Singh defines security identity as the collective image of Japan held or proposed by the security-policy-making elite in the area of security policy (42). He defends this elitist definition by arguing that the identity construction process is largely controlled by the security policy elite (43). He then elaborates on Japan’s identify shift. While his concept of a peace-state identity is heavily derived from the previous constructivist works that emphasize the historical legacy of WWII, the Japanese Constitution, and the so-called Yoshida Doctrine, his concept of international-state identity may require some explanations. According to him, the origin of the international-state identity dates back to the late 1970s, when Japan’s role in the world became increasingly contested due to its increased economic power, and its consolidation process has accelerated in the post-Cold War period (58-61). This international-state identity centres upon Japan’s role as a responsible stakeholder that participates militarily as well as non-militarily in international peacekeeping and disaster relief operations but that does not use force in conventional warfare. This identity transformation is reflected in the three aspects of Japan’s security policy: Japan’s conception of national security, the degree of its involvement in regional and global security, and Japan’s security policymaking regime (69-72). The empirical chapters (chapters 4 to 6) elaborate on the changes in these areas respectively.
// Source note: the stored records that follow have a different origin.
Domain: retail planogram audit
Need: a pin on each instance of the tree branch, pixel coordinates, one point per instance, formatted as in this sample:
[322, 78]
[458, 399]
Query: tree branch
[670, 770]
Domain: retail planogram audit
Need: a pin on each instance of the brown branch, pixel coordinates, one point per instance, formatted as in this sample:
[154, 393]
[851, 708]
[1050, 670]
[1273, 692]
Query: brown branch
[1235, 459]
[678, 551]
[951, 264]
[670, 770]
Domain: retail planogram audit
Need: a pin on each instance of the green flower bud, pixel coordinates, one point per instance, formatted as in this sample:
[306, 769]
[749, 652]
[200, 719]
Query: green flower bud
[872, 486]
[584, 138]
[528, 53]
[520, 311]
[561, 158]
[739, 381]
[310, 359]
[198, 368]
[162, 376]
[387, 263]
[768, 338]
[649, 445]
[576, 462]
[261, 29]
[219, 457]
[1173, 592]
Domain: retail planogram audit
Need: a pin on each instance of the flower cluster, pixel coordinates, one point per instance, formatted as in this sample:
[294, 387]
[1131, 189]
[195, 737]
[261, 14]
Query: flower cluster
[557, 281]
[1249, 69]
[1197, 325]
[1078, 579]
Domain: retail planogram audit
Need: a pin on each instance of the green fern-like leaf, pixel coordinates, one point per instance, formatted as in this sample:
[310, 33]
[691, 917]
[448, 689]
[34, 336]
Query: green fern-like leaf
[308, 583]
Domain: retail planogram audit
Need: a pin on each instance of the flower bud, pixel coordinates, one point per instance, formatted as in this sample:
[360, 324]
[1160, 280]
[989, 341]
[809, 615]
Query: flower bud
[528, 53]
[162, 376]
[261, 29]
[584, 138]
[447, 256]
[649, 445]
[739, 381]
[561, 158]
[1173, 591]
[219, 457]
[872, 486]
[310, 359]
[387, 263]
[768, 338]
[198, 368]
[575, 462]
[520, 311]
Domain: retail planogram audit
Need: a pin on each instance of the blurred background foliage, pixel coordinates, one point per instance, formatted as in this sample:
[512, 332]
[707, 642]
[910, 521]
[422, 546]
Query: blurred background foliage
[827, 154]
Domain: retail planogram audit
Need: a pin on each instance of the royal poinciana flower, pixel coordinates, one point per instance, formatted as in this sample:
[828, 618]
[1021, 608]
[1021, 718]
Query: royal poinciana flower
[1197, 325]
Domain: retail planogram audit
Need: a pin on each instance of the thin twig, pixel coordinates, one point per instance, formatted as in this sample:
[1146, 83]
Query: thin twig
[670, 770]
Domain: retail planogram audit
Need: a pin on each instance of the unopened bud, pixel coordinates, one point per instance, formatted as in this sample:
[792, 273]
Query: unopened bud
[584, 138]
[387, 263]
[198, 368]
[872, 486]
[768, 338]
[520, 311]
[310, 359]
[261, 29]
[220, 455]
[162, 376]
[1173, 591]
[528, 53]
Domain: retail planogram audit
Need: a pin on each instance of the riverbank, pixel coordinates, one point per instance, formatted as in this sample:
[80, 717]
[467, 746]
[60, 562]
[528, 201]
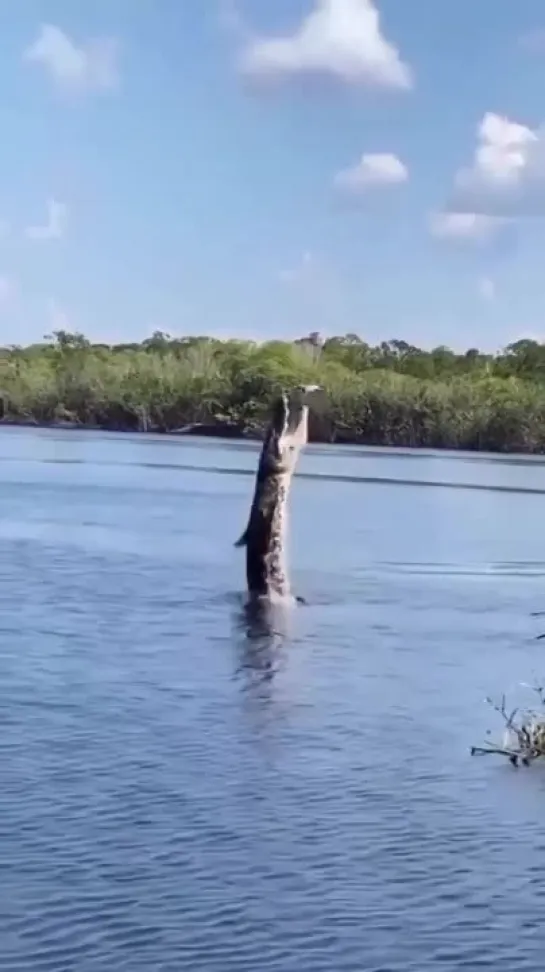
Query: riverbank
[410, 399]
[224, 431]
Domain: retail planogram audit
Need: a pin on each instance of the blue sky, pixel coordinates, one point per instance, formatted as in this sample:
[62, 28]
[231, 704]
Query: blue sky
[261, 169]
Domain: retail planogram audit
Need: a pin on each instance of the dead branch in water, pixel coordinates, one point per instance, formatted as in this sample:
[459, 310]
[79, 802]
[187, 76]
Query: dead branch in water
[524, 740]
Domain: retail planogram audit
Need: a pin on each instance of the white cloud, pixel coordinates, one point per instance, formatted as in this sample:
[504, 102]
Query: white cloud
[59, 319]
[465, 227]
[380, 169]
[55, 227]
[91, 66]
[301, 271]
[340, 38]
[487, 288]
[507, 175]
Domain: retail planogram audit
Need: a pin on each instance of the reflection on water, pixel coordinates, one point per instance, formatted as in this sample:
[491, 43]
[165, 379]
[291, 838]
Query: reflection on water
[189, 783]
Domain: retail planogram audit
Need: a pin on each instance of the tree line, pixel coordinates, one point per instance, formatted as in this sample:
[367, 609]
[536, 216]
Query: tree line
[387, 394]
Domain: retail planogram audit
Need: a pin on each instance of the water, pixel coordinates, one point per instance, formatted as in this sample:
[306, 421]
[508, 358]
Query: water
[175, 793]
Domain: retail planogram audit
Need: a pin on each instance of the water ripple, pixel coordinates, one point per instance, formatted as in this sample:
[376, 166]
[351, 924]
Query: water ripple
[181, 790]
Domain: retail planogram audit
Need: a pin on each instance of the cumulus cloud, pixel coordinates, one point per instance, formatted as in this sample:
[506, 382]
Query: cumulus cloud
[339, 38]
[301, 271]
[465, 227]
[91, 66]
[507, 175]
[379, 169]
[55, 226]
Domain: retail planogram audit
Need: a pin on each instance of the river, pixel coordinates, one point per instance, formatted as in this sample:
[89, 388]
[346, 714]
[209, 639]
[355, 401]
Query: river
[178, 793]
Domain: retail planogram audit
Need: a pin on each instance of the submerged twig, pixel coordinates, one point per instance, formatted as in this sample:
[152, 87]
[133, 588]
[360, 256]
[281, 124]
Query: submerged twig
[524, 741]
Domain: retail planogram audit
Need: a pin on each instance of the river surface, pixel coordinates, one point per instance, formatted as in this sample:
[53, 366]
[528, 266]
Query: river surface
[181, 791]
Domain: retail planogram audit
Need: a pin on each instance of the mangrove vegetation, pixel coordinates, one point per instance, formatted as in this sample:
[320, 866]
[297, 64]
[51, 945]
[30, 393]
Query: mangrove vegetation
[392, 394]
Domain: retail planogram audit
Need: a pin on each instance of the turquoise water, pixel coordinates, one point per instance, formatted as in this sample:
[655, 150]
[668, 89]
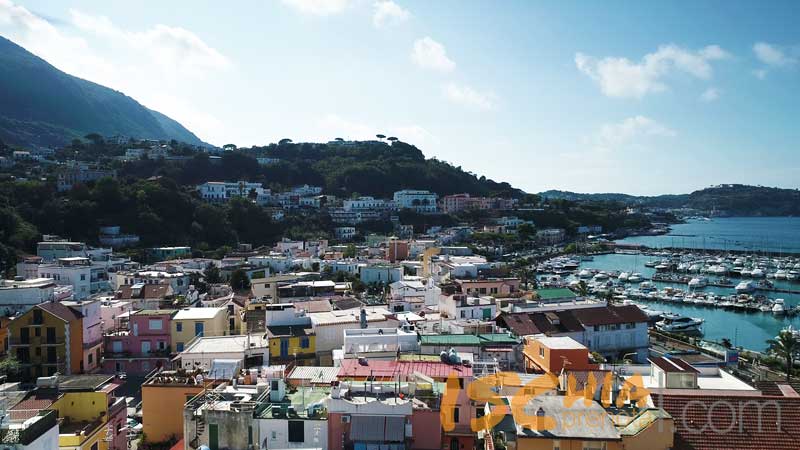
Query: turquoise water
[776, 234]
[749, 330]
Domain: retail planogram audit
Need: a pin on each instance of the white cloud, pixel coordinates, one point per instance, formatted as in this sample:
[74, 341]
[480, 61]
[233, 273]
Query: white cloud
[152, 66]
[710, 95]
[621, 77]
[173, 48]
[432, 55]
[388, 13]
[318, 7]
[467, 96]
[772, 55]
[619, 134]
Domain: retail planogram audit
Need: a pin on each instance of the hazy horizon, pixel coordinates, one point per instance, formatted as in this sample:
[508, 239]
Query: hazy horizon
[678, 97]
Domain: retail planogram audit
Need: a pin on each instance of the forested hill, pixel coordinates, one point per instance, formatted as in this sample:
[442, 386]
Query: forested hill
[43, 106]
[374, 168]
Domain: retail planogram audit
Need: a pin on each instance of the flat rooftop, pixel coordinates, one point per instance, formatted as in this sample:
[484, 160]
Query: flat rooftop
[224, 344]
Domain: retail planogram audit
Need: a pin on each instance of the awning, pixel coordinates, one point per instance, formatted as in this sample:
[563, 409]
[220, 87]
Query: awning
[367, 428]
[395, 429]
[377, 429]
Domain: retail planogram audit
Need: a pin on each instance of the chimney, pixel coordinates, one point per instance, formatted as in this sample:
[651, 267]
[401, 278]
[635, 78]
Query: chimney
[363, 318]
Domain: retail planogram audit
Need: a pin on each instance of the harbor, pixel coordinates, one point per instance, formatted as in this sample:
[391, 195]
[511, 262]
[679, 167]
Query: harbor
[747, 319]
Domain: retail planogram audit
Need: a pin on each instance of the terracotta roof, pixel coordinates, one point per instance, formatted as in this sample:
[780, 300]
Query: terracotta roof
[610, 315]
[351, 368]
[148, 291]
[286, 331]
[732, 421]
[571, 320]
[61, 311]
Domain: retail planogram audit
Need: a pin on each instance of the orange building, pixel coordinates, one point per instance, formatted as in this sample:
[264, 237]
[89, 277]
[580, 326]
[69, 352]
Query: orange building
[552, 354]
[163, 397]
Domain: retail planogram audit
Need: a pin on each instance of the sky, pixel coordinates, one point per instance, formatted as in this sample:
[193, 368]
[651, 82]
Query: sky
[637, 97]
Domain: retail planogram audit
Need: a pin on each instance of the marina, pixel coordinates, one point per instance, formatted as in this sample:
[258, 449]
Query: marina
[748, 319]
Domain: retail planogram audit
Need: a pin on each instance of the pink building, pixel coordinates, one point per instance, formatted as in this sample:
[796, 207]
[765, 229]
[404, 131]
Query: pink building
[419, 424]
[140, 345]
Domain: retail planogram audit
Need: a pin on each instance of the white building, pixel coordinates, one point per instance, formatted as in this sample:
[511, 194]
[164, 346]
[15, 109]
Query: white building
[85, 277]
[21, 295]
[366, 203]
[419, 201]
[461, 306]
[329, 326]
[344, 233]
[222, 191]
[251, 350]
[380, 273]
[376, 343]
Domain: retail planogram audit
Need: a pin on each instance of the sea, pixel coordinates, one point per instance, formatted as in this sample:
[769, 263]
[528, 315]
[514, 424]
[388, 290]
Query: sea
[752, 234]
[750, 330]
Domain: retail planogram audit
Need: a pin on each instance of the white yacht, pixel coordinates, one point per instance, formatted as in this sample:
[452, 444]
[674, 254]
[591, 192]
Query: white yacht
[778, 307]
[745, 286]
[675, 323]
[698, 283]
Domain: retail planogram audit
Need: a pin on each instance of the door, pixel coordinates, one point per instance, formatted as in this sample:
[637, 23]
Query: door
[284, 348]
[213, 436]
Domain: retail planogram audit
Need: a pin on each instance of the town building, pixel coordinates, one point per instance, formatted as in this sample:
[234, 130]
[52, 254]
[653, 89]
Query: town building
[141, 344]
[47, 339]
[417, 200]
[189, 323]
[612, 331]
[19, 295]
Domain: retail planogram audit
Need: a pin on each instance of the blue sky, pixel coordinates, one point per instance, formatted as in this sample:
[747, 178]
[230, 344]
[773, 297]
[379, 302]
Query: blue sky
[638, 97]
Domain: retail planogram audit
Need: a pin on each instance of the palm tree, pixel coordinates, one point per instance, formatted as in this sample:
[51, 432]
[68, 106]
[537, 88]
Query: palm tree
[785, 345]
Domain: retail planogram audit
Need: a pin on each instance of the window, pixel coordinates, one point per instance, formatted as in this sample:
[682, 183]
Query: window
[296, 431]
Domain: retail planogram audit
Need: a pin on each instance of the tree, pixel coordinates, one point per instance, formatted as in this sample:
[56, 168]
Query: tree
[211, 274]
[239, 280]
[785, 345]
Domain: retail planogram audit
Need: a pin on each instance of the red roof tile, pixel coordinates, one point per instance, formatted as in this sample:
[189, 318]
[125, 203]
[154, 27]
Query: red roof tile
[351, 368]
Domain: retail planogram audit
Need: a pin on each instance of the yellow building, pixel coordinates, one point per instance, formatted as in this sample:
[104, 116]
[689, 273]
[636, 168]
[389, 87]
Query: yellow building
[163, 397]
[47, 339]
[295, 343]
[191, 322]
[90, 416]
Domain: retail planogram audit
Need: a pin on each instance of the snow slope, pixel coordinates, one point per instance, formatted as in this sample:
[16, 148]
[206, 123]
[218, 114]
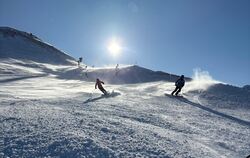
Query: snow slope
[21, 45]
[51, 109]
[45, 116]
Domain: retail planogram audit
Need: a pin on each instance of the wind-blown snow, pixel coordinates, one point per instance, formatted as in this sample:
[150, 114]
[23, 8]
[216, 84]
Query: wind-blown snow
[52, 110]
[201, 80]
[45, 116]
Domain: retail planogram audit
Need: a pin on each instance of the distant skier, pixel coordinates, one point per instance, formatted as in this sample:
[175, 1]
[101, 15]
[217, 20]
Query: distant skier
[100, 87]
[179, 84]
[79, 61]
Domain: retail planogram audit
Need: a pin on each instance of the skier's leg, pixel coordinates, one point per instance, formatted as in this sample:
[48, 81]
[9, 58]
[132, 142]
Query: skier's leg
[176, 88]
[103, 90]
[179, 89]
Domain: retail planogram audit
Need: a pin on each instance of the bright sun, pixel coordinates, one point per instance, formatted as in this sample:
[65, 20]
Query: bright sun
[114, 47]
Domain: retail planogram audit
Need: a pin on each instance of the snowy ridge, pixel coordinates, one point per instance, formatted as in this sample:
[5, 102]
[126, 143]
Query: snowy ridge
[50, 108]
[21, 45]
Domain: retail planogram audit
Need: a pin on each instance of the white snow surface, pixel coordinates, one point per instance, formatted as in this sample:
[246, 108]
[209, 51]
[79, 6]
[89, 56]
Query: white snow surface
[49, 108]
[54, 111]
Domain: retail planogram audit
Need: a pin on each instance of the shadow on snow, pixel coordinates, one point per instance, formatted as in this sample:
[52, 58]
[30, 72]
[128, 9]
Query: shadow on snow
[113, 94]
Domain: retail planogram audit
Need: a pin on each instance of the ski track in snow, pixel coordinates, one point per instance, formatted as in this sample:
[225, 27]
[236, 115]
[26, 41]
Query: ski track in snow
[49, 117]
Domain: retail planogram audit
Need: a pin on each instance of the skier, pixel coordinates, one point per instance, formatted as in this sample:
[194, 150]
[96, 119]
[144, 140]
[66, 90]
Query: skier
[179, 84]
[79, 61]
[99, 84]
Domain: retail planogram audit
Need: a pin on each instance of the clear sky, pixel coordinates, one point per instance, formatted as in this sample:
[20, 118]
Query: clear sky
[175, 36]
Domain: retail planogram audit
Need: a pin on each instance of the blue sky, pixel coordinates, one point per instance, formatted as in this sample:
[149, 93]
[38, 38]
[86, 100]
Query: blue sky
[175, 36]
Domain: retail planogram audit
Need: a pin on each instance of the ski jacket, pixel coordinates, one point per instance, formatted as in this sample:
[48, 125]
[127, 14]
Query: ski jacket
[99, 84]
[180, 82]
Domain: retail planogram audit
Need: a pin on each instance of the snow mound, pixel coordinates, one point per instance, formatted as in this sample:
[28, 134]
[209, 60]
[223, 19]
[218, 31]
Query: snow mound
[25, 46]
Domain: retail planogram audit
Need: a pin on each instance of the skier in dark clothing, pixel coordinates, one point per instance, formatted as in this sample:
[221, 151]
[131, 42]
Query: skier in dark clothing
[179, 84]
[99, 85]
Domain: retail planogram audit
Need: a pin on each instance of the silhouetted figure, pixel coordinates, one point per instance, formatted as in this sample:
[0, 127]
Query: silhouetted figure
[116, 69]
[99, 84]
[179, 84]
[79, 61]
While making a unique argument, the book suffers from several shortcomings. First, the elitist conception of security identity seems inadequate to capture what constructivists and other international relations theorists usually regard as a collective identity. Identity formation is not a one-way process from the elite down to the mass. Singh’s definition does not capture the other important pathway through which ordinary citizens exert pressure over the elite due to their shared image of Japan’s identity. Second, Singh’s conception of security identity is too inclusive to be useful. This inclusiveness allows him to refer to North Korea’s first nuclear crisis in 1994 and its 1998 Taepodong missile launch as the turning point of Japan’s conception of national security (85-86, 93-95). The author is right to point out that both material and non-material factors contribute to identity formation (42). If the aforementioned factors are significant contributing factors to Japan’s identity change, however, the margin that is left to explain by cultural and normative factors seems rather thin. Third, Singh’s empirical analyses seem more of subjective narratives rather than systemic hypotheses testing or causal (or constitutive) explanations. For instance, Singh elaborates on how Japan’s security policy institutions have changed, but does not pay sufficient attention to why such changes have occurred in the post-Cold War period but not earlier. This may be explained by the change in the normative context in Japan, as the author implies, but it may also be linked to the changes in external security environments.
But the most controversial aspect of this book, and the reason why I believe that this book may be criticized more severely by constructivists than by realists, is the author’s claim of Japan’s identity shift. This claim reminds readers of a fundamental and largely unanswered question for constructivism. That is, how and when can one know a state’s collective identity has changed, independent of its behaviour? After all, other constructivists find continuity where this author finds change, and readers are left unsure of which claim is more valid.
This book’s greatest contribution is the uniqueness of its claim for Japan’s identity change, but this is its most vulnerable point as well.